Chinese hackers stole the personal information of 4.1 million current and former federal employees in one of the largest-ever breaches of a U.S. government computer network, federal officials revealed Thursday.
One federal official cautioned that it’s still unclear if the breach was the work of state-sponsored hackers or criminals from the Chinese underworld — let alone what they intend to do with the stolen data, which included names, addresses, financial information and possibly Social Security numbers. But a former cybersecurity official in the Obama White House said the breach was “more likely to have been a criminal act,” aimed at enabling crimes like online payments fraud, as opposed to launching attacks against U.S. national security.
“That is the most likely reason that someone would want this type of data,” said Rob Knake, who served on the National Security Council staff until earlier this year. “It’s of very limited value within the intelligence community. … It doesn’t make sense to me that a state intelligence agency would want to deploy resources to get the Social Security number of clerks at the Commerce Department.”
Still, the implications for the security of federal computer networks are unsettling. This marks the third or fourth known hack of federal personnel data in approximately a year, including an attack in August that officials attributed to the Chinese government.
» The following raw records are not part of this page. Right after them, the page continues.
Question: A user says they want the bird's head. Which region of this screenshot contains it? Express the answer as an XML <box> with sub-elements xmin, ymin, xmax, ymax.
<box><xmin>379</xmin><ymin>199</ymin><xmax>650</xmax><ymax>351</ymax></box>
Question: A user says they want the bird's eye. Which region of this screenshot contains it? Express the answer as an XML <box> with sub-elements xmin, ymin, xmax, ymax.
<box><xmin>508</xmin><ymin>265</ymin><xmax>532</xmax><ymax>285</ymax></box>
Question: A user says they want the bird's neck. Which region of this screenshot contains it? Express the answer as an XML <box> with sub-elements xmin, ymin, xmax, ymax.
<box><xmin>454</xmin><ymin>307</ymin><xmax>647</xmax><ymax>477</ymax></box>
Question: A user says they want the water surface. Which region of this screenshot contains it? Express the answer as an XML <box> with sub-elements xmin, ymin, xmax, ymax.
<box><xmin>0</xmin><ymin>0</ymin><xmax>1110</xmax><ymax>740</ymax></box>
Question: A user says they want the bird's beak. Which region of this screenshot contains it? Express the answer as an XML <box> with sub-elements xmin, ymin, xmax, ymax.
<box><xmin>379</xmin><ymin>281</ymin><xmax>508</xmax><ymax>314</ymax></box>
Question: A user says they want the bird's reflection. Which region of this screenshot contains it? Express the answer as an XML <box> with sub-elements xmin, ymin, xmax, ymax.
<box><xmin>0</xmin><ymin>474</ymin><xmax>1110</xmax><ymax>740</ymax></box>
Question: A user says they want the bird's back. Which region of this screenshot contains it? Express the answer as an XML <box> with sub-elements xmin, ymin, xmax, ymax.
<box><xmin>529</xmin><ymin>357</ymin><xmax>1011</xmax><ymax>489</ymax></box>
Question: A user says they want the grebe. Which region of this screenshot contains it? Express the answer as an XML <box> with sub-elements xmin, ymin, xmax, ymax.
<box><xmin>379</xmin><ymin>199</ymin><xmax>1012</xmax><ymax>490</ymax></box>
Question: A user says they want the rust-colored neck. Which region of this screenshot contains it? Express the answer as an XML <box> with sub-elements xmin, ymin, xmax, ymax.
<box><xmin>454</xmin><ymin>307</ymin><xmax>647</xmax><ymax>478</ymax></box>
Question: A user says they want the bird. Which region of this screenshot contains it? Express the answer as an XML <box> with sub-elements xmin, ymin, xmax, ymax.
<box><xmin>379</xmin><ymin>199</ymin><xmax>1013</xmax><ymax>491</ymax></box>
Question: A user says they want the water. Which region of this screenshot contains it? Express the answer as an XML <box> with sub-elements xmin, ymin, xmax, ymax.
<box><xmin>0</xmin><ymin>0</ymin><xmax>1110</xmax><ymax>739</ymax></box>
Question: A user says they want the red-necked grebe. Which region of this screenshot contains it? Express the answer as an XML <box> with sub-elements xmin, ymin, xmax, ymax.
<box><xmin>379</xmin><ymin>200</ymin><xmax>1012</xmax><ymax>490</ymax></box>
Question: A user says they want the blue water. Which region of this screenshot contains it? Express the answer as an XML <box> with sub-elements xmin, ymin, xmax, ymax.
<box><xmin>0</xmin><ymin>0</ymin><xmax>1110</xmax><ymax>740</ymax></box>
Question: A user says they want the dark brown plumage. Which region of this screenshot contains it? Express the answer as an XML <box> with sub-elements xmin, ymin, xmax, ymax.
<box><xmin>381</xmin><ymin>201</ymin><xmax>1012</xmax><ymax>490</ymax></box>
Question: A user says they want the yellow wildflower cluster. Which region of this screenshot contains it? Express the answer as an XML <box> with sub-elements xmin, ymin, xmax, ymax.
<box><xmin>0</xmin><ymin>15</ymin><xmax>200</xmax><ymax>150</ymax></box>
The Office of Personnel Management said Thursday that it had detected the latest intrusion into its systems in April. The Department of Homeland Security said its US-CERT team concluded in May that OPM data had been compromised.
OPM said it has since adopted tougher security controls that include restricting remote access, reviewing its connections to the Internet and deploying anti-malware software. But Sen. Mark Warner (D-Va.) said in a statement Thursday night that the office clearly has not been doing enough.
“Today’s reported breach is part of a troubling pattern by this agency in failing to secure the personal data of federal employees — the second major breach in a year,” said Warner, a member of the Senate Select Committee on Intelligence. “Cyberattacks present a critical threat to our national security and our economy. We cannot afford to keep dragging our feet in addressing the escalating threats posed by hackers out to steal individuals’ personal information.”
One federal official confirmed reports that investigators had traced the attackers to China, but said he didn’t know whether they were state-sponsored or not.
“China is not a monolith,” the official said. “There are many different things that can be Chinese. You may be seeing something where we’re not going to be pointing the finger [in public], because we don’t have an indictment to lay down.”
“It could be that some underworld actors are being contracted by government actor,” the official added.
The hacked database is the Central Personnel Data System File, a repository for personal information for the entire federal workforce of 2 million and for just more than 2 million federal retirees and other former employees, officials from the American Federation of Government Employees said.
“We’ve been told that they got the whole personnel data central file,” said Jacqueline Simon, the AFGE’s public policy director.
The data includes names, addresses, pay grades, records of personnel actions such as reprimands, and pension, insurance and health plan details. Social Security numbers in the database should have been masked or encrypted if the agency was using best information security practices, union spokesman Tim Kauffman said.
OPM did not immediately respond to clarification questions. The agency will offer free credit monitoring, identity theft insurance and recovery services to affected employees. The FBI said it will “hold accountable those who pose a threat in cyberspace.”
The OPM database is hosted by the Interior Department, which sells at cost through its Interior Business Center information technology services to other federal agencies.
The information stolen about federal workers could be useful to hackers — state-sponsored or otherwise — for targeted attacks known as “spear-phishing,” in which a malicious email allowing a hacker to penetrate a computer system appears to come from a trusted source.
Knake cautioned against jumping to the conclusion that it was state-sponsored, noting that much of the information necessary for a good spear-phishing attack has already been leaked or stolen online.
This isn’t the first time hackers have targeted federal employees’ records.
An OPM contractor, government background-check firm USIS, was breached in an attack attributed to the Chinese government in August that compromised the personal information of more than 27,000 employees. A hack at another OPM contractor, KeyPoint Government Solutions, may have exposed the data of more than 48,000 employees in December. OPM itself was breached in March 2014 by hackers that appeared to target files of employees who applied for top-secret security clearances.
OPM has come under criticism for lax security practices, a perception that its agency Chief Information Office Donna Seymour sought to assuage during an April hearing of the House Oversight and Government Reform Committee.
“In an average month, OPM thwarts almost 2.5 billion confirmed attempts to hack its network,” Seymour told the committee. “These attacks will not stop. If anything, they will increase.”